I remember observing in a group where the children were playing with an assortment of cars, trucks and animal figures. One little boy sitting at the edge of the group, would look around to make sure no one was watching and then take one of the objects from the pile and quickly put it on the floor behind him. He didn’t actually play with them – just seemed intent on collecting and saving them for himself.
Learning to share is a big developmental step, an aspect of social behavior that adults react to – perhaps over-react to – because it impacts on others and is therefore judged critically by adults as “not nice.” It is as though this behavior reflects poorly on the parents or other caregivers. With children entering groups at younger and younger ages, the expectation for sharing behavior often precedes the developmental ability for such behavior.
Sharing possessions involves the concept of yours/mine, you/me. In other words, it means awareness that one is a separate individual, not connected to someone else. Babies are not born with that awareness. Psychiatrist D. W. Winnicott is famously quoted for saying “there is no such thing as a baby.” This meant that an infant is connected to a mother/caregiver for survival. The human infant is unable to survive on its own.

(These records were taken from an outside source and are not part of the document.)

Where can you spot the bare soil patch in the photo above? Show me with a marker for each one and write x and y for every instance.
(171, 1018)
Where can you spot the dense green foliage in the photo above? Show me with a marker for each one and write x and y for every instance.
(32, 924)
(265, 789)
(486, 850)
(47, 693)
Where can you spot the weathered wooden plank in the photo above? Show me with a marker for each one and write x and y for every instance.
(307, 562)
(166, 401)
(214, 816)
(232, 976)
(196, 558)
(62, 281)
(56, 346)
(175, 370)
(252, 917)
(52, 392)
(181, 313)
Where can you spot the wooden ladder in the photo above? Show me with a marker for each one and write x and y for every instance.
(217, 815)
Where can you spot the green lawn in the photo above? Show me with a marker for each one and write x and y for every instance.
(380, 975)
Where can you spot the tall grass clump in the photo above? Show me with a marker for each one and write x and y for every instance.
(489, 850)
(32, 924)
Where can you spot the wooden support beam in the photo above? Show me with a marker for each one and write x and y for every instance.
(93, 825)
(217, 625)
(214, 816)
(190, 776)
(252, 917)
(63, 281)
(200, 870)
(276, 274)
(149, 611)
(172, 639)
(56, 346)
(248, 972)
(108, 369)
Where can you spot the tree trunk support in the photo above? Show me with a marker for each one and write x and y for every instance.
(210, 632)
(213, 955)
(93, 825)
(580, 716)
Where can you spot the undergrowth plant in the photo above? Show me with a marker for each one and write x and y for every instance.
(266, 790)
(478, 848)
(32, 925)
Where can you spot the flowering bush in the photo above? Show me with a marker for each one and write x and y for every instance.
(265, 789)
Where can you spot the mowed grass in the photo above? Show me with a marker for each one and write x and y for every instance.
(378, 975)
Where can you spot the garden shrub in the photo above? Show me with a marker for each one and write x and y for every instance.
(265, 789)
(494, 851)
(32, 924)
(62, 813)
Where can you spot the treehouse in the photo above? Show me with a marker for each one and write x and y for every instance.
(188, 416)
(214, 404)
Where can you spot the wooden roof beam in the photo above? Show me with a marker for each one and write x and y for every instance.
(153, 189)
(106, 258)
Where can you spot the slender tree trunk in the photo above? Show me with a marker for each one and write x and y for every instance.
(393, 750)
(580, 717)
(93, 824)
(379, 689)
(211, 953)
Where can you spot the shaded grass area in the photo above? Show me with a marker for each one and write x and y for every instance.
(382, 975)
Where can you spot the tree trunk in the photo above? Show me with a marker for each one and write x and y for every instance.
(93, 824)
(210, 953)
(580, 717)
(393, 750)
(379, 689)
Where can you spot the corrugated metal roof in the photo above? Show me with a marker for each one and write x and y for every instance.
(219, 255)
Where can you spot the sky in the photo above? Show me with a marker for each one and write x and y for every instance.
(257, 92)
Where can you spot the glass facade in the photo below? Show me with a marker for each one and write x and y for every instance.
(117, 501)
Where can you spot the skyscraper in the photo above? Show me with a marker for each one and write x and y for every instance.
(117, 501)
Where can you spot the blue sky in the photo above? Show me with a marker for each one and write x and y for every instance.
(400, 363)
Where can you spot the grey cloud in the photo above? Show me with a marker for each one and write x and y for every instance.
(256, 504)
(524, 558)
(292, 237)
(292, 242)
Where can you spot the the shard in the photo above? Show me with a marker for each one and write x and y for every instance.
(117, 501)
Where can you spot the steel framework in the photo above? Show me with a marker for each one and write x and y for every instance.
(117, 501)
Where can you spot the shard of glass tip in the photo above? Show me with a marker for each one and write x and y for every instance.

As babies grow they increasingly become aware that they and a caregiver are not one and the same. This has been called a period of separation/individuation and is related to increasing independent functioning such as walking and verbal communication. This beginning independence is both exhilarating and scary. You can assert your own will but at the same time separation means to risk the loss of gratification that comes from mother or caregiver.
Possible anxiety about separation gets expressed in a variety of ways, one of which is connection to one’s possessions. Another child taking a toy to play with, evokes a sense of loss, which in a sense has nothing to do with the other child or the toy. Being reprimanded for “not sharing” exacerbates the situation and often provokes a more intense protest and upset.
Some cultures reject the idea of an investment in personal property and discourage the idea of “yours” and “mine.” That is not true of our society which values individualism but nevertheless considers generosity and a willingness to share as desirable traits and labels their absence as “selfishness.”
Awareness of the developmental meaning of a child’s cry of “mine,” gives us some ways of responding to the upset. You can prepare a child ahead of time for the reality that her friend may want to play with her things but also acknowledge that there are some things she may not want to share. Best to put those away in the closet before the other child’s arrival.
In teaching a child the value of sharing it helps to also appreciate the wish not to share – a wish shared by all one time or another.